The National Basketball Association — ever heard of it? Take your shoulder pads and skates off for a moment, put that Tim’s cup down and scooch closer: let’s talk ball.
And let’s talk ball for good reason. The NBA is currently enjoying one of the brightest eras in the history of sports, and it’s sadly flying a bit under the radar, especially up here in Canada. We hear tons about Crosby, Ovechkin, the Canucks or Gary Bettman, but what about the fact that the Toronto Raptors, Canada’s team, is home to Chris Bosh, arguably the best power forward in basketball (I use the term arguably only because of Dirk Nowitzki), and easily a top 10 player in the world. How about the fact that the NBA is about to enter one of the most anticipated, exciting off-seasons is sports history where names like LeBron James, Dwyane Wade, Amare Stoudemire and unfortunately, Bosh, will all be up for grabs?
Of course, before this free agent frenzy begins there are playoffs to tend to. The Lakers are once again the favorite in the West, and the Cavs in the East. It really does seem like destiny will lead us to the ever-anticipated Kobe vs. LeBron finals. But the fact of the matter is that there are just so many championship caliber players in the league and several championship caliber teams that one could easily slip through and take down the Cavs or Lakers, much like the Orlando Magic did last season. This is what people seem to fail to realize about the NBA: the absolutely freakish number of brilliant young basketball players in the league with freakish talent and the records that are being shattered by the current class. If the NBA was a Lord of The Rings novel, we’ve just entered the battle at Helm’s Deep.
Let me give you a quick example of what I’m talking about.
Who is Kevin Durant? No, he’s not your accountant. KD is a brilliant young basketball player, the second leading scorer in the league mind you, averaging 29.7 points per game and the leader of a young team with mature playoff expectations.
What team does he play for? No the answer is not the Seattle Supersonics, they haven’t existed in over two years. It’s the Oklahoma City Thunder, and I would be willing to bet every student at the U of M $100 that they have not heard of Durant or the Thunder and I would surely come out a rich man. How many NHL contenders could one say that about?
But it’s guys like the Durantula and Carmelo Anthony and Brandon Roy who possess top-level talent yet don’t make all the headlines that make the NBA so amazing. Games are on almost seven nights a week and usually feature at least one team that could do damage in the playoffs, often two. The league is just that good these days.

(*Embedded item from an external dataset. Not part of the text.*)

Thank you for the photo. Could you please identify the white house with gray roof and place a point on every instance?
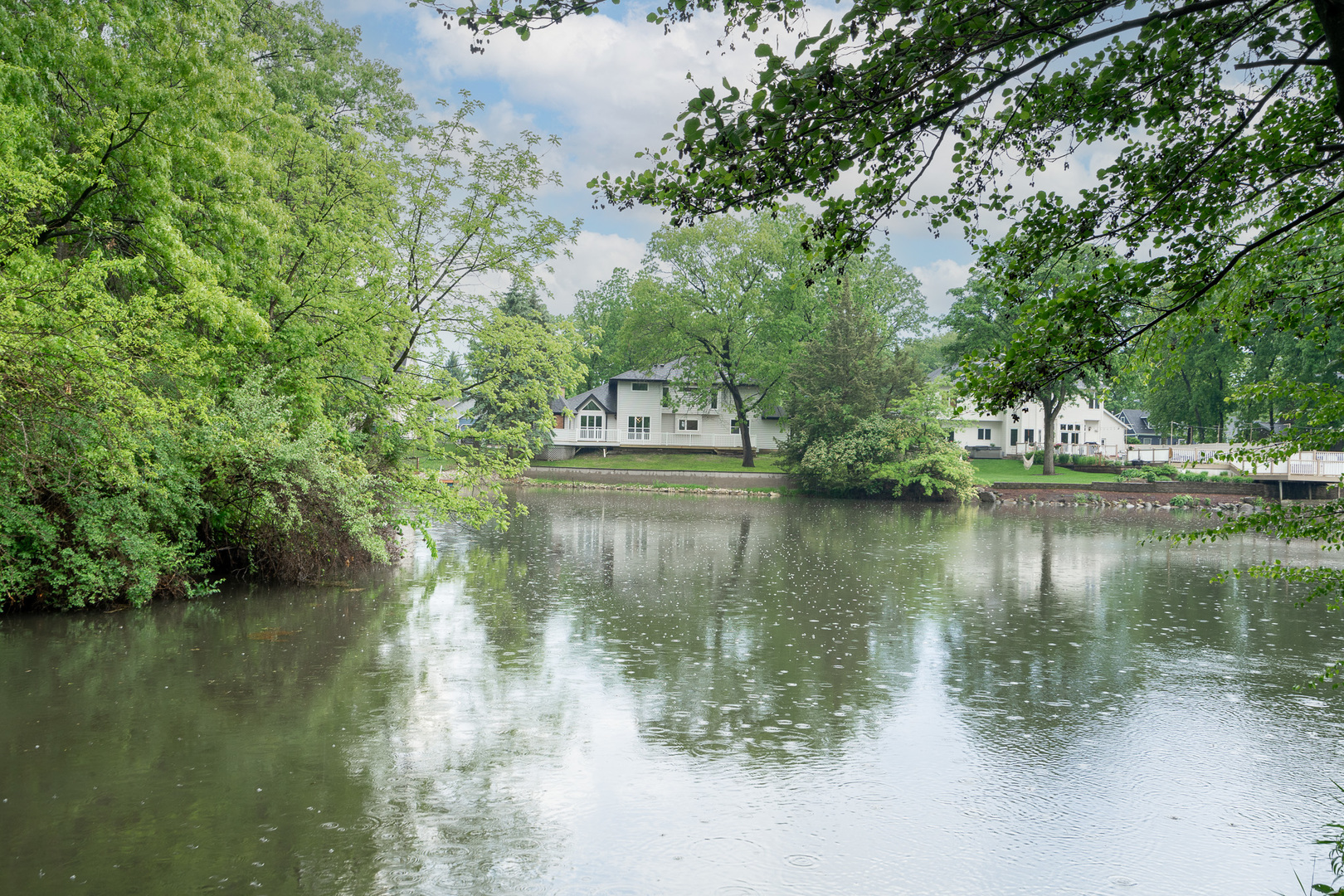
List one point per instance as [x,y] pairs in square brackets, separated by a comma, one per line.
[647,409]
[1019,430]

The theatrics of NBA games (things like crowd interaction, arguing with refs, technical fouls, tattoos, creative dunks and of course, the league’s signature eccentric billionaire owners in the stands losing their minds as their teams perform poorly, also known as Mark Cuban) are also unmatched by any other league. The drama that can unfold in an NBA game cannot be overlooked, as was seen back in November 2004 when members of the Indiana Pacers got so fed up with fan-taunting that they ran into the stands during a road game in Detroit and punched out crowd members.
Another attribute, unlike hockey or baseball, is that the players wear no helmets, cages, full body uniforms or pads. It’s a jersey, shorts, and a fresh pair of kicks. Faces are extremely visible, as are unbelievable physiques (Dwight Howard’s shoulders require at least a 52-inch screen, however). They love to interact with the crowd. Kobe hit a game winning shot against Sacramento and ran to get a fist-pound from Jack Nicholson, who was sitting in his courtside season seat. LeBron slammed it down against the Nets and threw up the Roc symbol to Jay-Z sitting in the front row. Word. This level of intimate emotion and interaction between athlete and fan is unmatched by any other league.
The NBA does have its negatives of course: they overpay for starters. The Knicks’ Tracy McGrady currently ranks as the league’s highest paid player and is not in the top-75 in terms of talent. The free agency signings next season do have the potential to lead to a lockout. Several league refs have been accused of fixing games and ex-official Tim Donaghy was actually charged and convicted of it.
But the question of whether watching basketball is really worth it can come down to a one word answer: LeBron. The bottom line is, LBJ is an absolute treat to watch. The Nike campaign centered around LeBron and the idea that we are all “witnesses” to something magical, something legendary, could not be more accurate.
I’m not telling you that you should like basketball if you don’t. But the fact is that so many people around the world grow up playing the sport and it simply does not get enough recognition in Canada. Basketball matters and it matters to Canadians, but this is not reflected in the media in relation to hockey. Jay Triano is the first Canadian to ever be a head coach in the NBA and this is something that deserves more recognition. Canadian media, if not supporting basketball, should at least support the huge footprint Jay Triano has made on the sport and the unlikely path he’s paving for Canadians in general. He’s currently trying to push Bosh and the Raptors into the playoffs and reverse their fortune of not making it out of the first round since the Vince Carter days, but you probably don’t know who that is.